The IZON surveillance camera sold in Apple Stores and Best Buy outlets is filled with security holes that enable a hacker to easily commandeer the device, a security researcher said.
Mark Stanislav, security evangelist for two-factor authentication platform vendor Duo Security, started investigating the camera after buying the Wi-Fi device for his home and discovering it was configured, so anyone could access the device if it's on the Internet.
Stanislav's findings, presented this week at the Rochester Security Summit in Rochester, N.Y., were startling.
With only an IP address for the device, a person could log into the Web interface of any IZON camera, using the default user name and password, which was "user" for both, Stanislav said. Once logged in, a person could view everything the camera sees within the home.
Stanislav found the credentials hardcoded in the camera manufactured by Stem Innovation. The IZON is managed through an iPhone or iPad mobile app available for free on Apple's App Store.
Stem Innovation did not respond to requests for comment.
Within the mobile app, Stanislav found the hardcoded credentials for administration privileges, which means a person could set alerts and make other configuration changes. The camera has a motion and an audio sensor that can be turned on when people are away from their homes.
The purpose of the credentials stored in the app is to perform firmware updates. However, there are certainly tradeoffs in security.
"This camera was (according to Stem Innovation) the first IP camera like this that had no need for a computer. It was meant to be used entirely from your iOS device," Stanislav told CSOonline Friday. "The everyday end user would never know the Web interface was there."
Finding IP addresses for IZON devices on the Internet can be found using the Shodan search engine. (http://www.shodanhq.com/) Once a criminal logged into a camera, he could attempt to find its location by using the device's internal scanner to see the names of nearby Wi-Fi networks.
This is useful for finding locations because people often name their networks using their street name or the name of their neighborhood, Stanislav said. "I've seen all kinds of crazy things (like that) over the years."
The IZON security weaknesses went beyond just the camera. When an alert is triggered, the camera automatically records a short video and sends it to IntelliVision, a video analytics firm that stores the media on the Amazon Simple Storage Service (S3).
Stanislav found that the data sent to IntelliVision was not encrypted. In addition, when he deleted the video on his smartphone, it was still available two months later on the S3 server.

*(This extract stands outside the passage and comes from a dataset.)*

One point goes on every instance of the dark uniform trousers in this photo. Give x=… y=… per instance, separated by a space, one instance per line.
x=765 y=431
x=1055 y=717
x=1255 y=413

Stanislav did his research by accessing his and his brother's IZON devices through the camera's Telnet port. Telnet is a 40-year-old network protocol used on the Internet and local area networks for bidirectional text communications. Stanislav said the security holes he found would be the same if someone accessed the device over over the Internet through a browser.
Stanislav said he contacted Stem Innovation Sept. 6, which started weeks of back-and-forth communications. As of mid-October, he had received no commitment from the vendor that the holes would be fixed.

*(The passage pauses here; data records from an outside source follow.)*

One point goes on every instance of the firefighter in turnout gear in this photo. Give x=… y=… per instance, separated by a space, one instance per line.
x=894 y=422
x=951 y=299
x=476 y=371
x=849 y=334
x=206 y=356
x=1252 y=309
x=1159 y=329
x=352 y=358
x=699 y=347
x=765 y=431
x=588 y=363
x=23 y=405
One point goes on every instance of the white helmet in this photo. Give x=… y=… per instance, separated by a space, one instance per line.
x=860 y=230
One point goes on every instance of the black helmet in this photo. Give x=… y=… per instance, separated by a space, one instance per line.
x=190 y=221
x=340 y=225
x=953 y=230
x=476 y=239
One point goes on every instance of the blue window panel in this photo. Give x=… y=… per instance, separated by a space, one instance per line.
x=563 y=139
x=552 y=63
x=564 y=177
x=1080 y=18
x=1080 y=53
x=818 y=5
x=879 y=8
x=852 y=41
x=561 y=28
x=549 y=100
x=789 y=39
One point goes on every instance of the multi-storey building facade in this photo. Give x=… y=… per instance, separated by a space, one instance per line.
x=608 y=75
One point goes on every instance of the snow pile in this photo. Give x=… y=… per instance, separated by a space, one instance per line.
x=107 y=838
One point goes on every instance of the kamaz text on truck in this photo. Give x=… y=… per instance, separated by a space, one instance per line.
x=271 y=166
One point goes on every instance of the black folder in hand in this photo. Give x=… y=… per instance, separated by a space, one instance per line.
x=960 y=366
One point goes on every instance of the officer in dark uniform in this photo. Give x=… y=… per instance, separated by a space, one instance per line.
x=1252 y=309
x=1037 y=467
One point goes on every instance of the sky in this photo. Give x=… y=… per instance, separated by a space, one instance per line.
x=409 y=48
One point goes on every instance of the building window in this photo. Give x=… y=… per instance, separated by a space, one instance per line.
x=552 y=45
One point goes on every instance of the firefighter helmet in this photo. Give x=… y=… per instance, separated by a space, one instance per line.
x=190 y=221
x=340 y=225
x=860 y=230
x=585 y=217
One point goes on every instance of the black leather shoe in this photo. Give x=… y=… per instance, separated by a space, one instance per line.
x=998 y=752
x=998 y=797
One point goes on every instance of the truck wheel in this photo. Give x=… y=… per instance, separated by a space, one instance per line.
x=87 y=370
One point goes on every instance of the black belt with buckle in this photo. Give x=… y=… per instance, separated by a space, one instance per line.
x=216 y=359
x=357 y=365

"I haven't had confirmation that they're fixing or have fixed any of these (problems)," Stanislav said.
Stem Innovation told The Security Ledger that Stanislav's research contained "inaccuracies and misleading information," but declined to elaborate.

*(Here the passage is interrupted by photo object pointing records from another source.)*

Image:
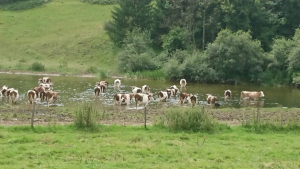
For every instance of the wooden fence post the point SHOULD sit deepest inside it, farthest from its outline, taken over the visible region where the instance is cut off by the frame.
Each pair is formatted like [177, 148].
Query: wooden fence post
[32, 114]
[145, 112]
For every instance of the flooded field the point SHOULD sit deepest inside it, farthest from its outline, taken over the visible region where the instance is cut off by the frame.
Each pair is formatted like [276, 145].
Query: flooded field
[73, 91]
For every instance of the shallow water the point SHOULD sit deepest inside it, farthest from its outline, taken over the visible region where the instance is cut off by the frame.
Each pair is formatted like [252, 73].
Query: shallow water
[75, 90]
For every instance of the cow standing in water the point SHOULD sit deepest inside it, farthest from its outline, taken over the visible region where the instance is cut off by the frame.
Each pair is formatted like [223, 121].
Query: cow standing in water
[117, 84]
[182, 83]
[252, 95]
[227, 94]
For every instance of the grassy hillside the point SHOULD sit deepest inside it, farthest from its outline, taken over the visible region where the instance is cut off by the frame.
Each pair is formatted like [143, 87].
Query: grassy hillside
[66, 36]
[134, 147]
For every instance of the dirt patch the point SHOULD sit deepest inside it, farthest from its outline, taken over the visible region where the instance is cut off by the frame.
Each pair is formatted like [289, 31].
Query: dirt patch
[46, 116]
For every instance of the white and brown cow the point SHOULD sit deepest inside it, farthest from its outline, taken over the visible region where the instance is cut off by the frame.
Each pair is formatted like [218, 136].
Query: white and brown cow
[44, 80]
[145, 89]
[141, 98]
[182, 83]
[136, 90]
[3, 91]
[183, 97]
[51, 96]
[163, 96]
[117, 83]
[40, 92]
[118, 99]
[175, 90]
[227, 94]
[14, 96]
[31, 96]
[127, 98]
[252, 95]
[192, 99]
[211, 99]
[105, 83]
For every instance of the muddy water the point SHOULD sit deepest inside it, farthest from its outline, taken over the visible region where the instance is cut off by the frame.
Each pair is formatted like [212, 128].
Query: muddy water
[74, 90]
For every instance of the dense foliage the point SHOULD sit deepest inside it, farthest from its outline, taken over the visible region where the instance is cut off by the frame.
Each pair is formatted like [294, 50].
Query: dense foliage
[213, 41]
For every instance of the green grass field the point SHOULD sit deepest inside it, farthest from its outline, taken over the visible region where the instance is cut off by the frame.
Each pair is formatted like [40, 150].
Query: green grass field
[66, 36]
[134, 147]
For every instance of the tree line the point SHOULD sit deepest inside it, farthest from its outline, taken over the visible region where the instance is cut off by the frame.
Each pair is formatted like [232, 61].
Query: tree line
[210, 41]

Stem Innovation is not the first surveillance camera vendor to be called out for security lapses. The Federal Trade Commission accused TRENDnet of having so poor security in its SecurView cameras that a hacker could post links on the Web to live camera fees, exposing the private lives of customers.
TRENDnet settled the charges by agreeing not to misrepresent the security, privacy, confidentiality or integrity of the information that its cameras or other devices transmit.